На протяжении всей этой книги мы говорили о случайности и о том, что вероятность спонтанного возникновения порядка, сложности и кажущейся продуманности ничтожно, исчезающе мала. Мы искали способ укротить случай, вырвать ему клыки. “Неприрученная”, чистая, голая случайность означала бы возникновение упорядоченной сложности из ничего за один присест. Если бы никаких глаз не было вообще и вдруг за единственное поколение появился бы полностью оформленный, целостный и совершенный орган зрения, вот тогда это была бы неукрощенная случайность. Такое в принципе возможно, но шансы столь малы, что нам пришлось бы до скончания веков писать нули после запятой. То же самое касается и вероятности самопроизвольного возникновения любых полностью оформленных, целостных и совершенных существ — в том числе и богов (не вижу никакой возможности сделать для них исключение).
“Укротить” случайность — это значит разложить самое невероятное на более вероятные компоненты и выстроить их в определенной последовательности. Сколь бы невероятным ни было резкое превращение X в Y, всегда можно представить себе между ними ряд промежуточных вариантов, изменяющихся с практически не заметной глазу постепенностью. Пусть крупномасштабное преобразование будет сколь угодно невероятным, менее крупные изменения будут и менее невероятными. А если у нас есть достаточно большой ряд достаточно плавно меняющихся промежуточных ступеней, то мы можем превратить что угодно во что угодно другое, не призывая на помощь астрономические причины невероятности. Такое превращение возможно только при условии, что времени на прохождение всех промежуточных этапов будет достаточно, а также при наличии механизма, двигающего каждый шаг в определенном направлении, иначе наша последовательность шагов выльется в бесконечное хаотичное блуждание.

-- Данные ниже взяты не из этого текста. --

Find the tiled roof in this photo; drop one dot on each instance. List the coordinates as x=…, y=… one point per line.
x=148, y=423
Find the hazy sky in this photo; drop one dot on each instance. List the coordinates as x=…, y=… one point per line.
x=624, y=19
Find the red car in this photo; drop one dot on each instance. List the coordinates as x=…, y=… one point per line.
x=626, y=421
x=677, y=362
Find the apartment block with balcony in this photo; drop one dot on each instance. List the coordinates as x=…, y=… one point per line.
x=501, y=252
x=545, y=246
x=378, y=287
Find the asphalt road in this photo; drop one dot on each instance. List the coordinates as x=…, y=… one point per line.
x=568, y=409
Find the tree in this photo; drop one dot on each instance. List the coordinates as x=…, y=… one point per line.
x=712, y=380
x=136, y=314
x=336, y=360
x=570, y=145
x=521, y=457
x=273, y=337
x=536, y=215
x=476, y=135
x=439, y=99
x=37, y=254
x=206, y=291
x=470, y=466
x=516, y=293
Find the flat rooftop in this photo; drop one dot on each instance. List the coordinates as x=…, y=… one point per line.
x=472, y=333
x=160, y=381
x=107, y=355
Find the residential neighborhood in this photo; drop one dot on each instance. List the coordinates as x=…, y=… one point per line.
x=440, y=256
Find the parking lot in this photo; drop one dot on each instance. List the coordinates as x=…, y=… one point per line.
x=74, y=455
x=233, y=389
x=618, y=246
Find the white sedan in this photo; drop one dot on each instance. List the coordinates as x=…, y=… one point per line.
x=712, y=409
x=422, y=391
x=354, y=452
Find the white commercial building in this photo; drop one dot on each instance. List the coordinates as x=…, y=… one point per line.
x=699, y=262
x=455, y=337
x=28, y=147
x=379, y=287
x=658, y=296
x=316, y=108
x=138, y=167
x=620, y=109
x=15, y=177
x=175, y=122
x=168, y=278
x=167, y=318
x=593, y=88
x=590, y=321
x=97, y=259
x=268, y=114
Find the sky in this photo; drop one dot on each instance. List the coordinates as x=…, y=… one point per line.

Дарвинистское мировоззрение претендует на соответствие обоим этим требованиям и утверждает, что медленный, постепенный накапливающий естественный отбор является окончательным объяснением нашего с вами существования. Те разновидности эволюционной теории, которые отрицают градуализм или основополагающую роль естественного отбора, могут быть верными в некоторых особых случаях. Но вся правда не может ограничиваться только ими, потому что они убирают из эволюционной теории самую суть — то, что наделяет ее способностью преодолевать астрономические значения невероятности и объяснять явные чудеса.